You can set the scraper to add the continent in a column for every row by adding:
Description:
#repeat#Continent#
Marker Before:
<h3>Continent:
Marker After:
</h3>
The repeat directive can be used to set a fixed value in a column by only entering a string in the Replace field:
Example: For inputing data directly in your database without any touchup in the process you need to add the field "location" with a set value:
Description:
#repeat#Location#
Replace:
New Delhi
Note: if a variable is entered in the Replace field, all its values will be concatenated in the repeated output.
- #save# (Expert & Enterprise) Saves the string extracted by the scraper line to a separate text file using the filename or renaming pattern set in the replace column.
- #saveQueueAsQueries# (Expert & Enterprise) Sends the current queue of URLs left to visit to a query directory. A
name can be added to the directive if you want to specify how the directory should be named or in order to replace an existing directory with the current queue URLs: #saveQueueAsQueries#directoryName#. This directive can be extremely useful if
you fear that a process may be interrupted. It will allow you to resume an automatic exploration where it stopped. Note, however, that the directive only stores URLs to explore, not URLs wihich have already been explored. If your scraper adds
URLs to the queue, already visited URLs may be added again, so resuming an exploration this way may in some cases lead to re-visiting URLs that have been seen before the interruption.
- #screenshot# (Expert & Enterprise) Creates an image file with a screenshot of the current Webpage in the download folder using the
filename or renaming pattern set in the replace column.
- #sendToQueries# (Expert & Enterprise) sends to the 'queries' view the URL extracted by the scraper line. A name can be
added to the directive to specify how the directory should be called or to add the extracted URL to an existing directory: #sendToQueries#directoryName#.
- #start# switches scraping on. Data will start being extracted in the part of the source code following the match of this scraper line. (Directives are not limited by #start# and #stop#. For instance, if the
#scrapeIf# directive matches a string outside of the start/stop zones, it will still be executed.)
Example: You only want to start scraping after a given title, say <h2>Synopsis:</h2>.
You simply need to type the string in the Format field of your scraper line:
Description:
#start#
Format:
<h2>Synopsis:</h2>
- #stop# switches scraping off. Data extraction will stop after the match of this scraper line in the source code. (But the code analysis continues and scraping will start again if a #start# line matches.) Note
that if the #stop# line matches before a #start# line (or if there is no #start# line), a #start# directive is implied at the beginning. In other words, in order to be able to stop, the scraping needs to start. Directives are not limited by
#start# and #stop#. For instance, if the #scrapeIf# directive matches a string outside of the start/stop zones, it will still be executed.

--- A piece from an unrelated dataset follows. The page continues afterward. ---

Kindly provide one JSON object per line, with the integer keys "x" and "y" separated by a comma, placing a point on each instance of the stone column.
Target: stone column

- #suspend#n#, #suspendIf#n#, #suspendIfNot#n#, #suspendEvery#n# (Expert & Enterprise) This directive will instruct the program to suspend all operations (respectively: in all cases, when the scraper line matches, when the scraper
line doesn't match, or every nth page). If you add a parameter to the first three functions, the program will wait for n seconds before resuming when the OK button is clicked. This is useful to give the user time to interract with the page,
solve a captcha, etc.
- #variable#myVariableName# declares and sets the value of the variable (#myVariableName#). The occurrences of the variable are then replaced, at application time, by the scraped value in all other lines of the
scraper. Variables can only be used in the Description and Replace columns and only within the scope of one scraper execution. They cannot be used to transfer information between two scrapers.
Example: Setting and using the variable 'trend'.
line 1:
Description:
#variable#trend#
Marker Before:
Dow Jones:
Marker After:
<br />
Format:
/[-+\d,.]+/
line 2:
Description:
#showAlert#
Replace:
#if(#trend#<0,Bear,Bull)#
- Anchor Functions:(The need for these functions is relatively rare, it will help you solve difficult cases when the data is presented in columns in the HTML page, using blocks with left or right 'float'
tags.) #setAnchorRow# stores the row number where this scraper line matches, so that data that will be found later in the page source code can be added to the result table as additional columns,
starting at this row number. Thus, when the directive #useAnchorRow# is encountered --and if an anchor row has been previously set-- the following fields of data are added, starting at the anchor row until the
#useCurrentRow# directive reverts to the normal behavior, adding a new row at the bottom of the result table each time a record separator is found.
Post-Processing:
- #alertOnStop# Displays an alert at the end of the automatic exploration process (when no more next page link is found), with the list of visited URLs and discarded next page link candidates, if any.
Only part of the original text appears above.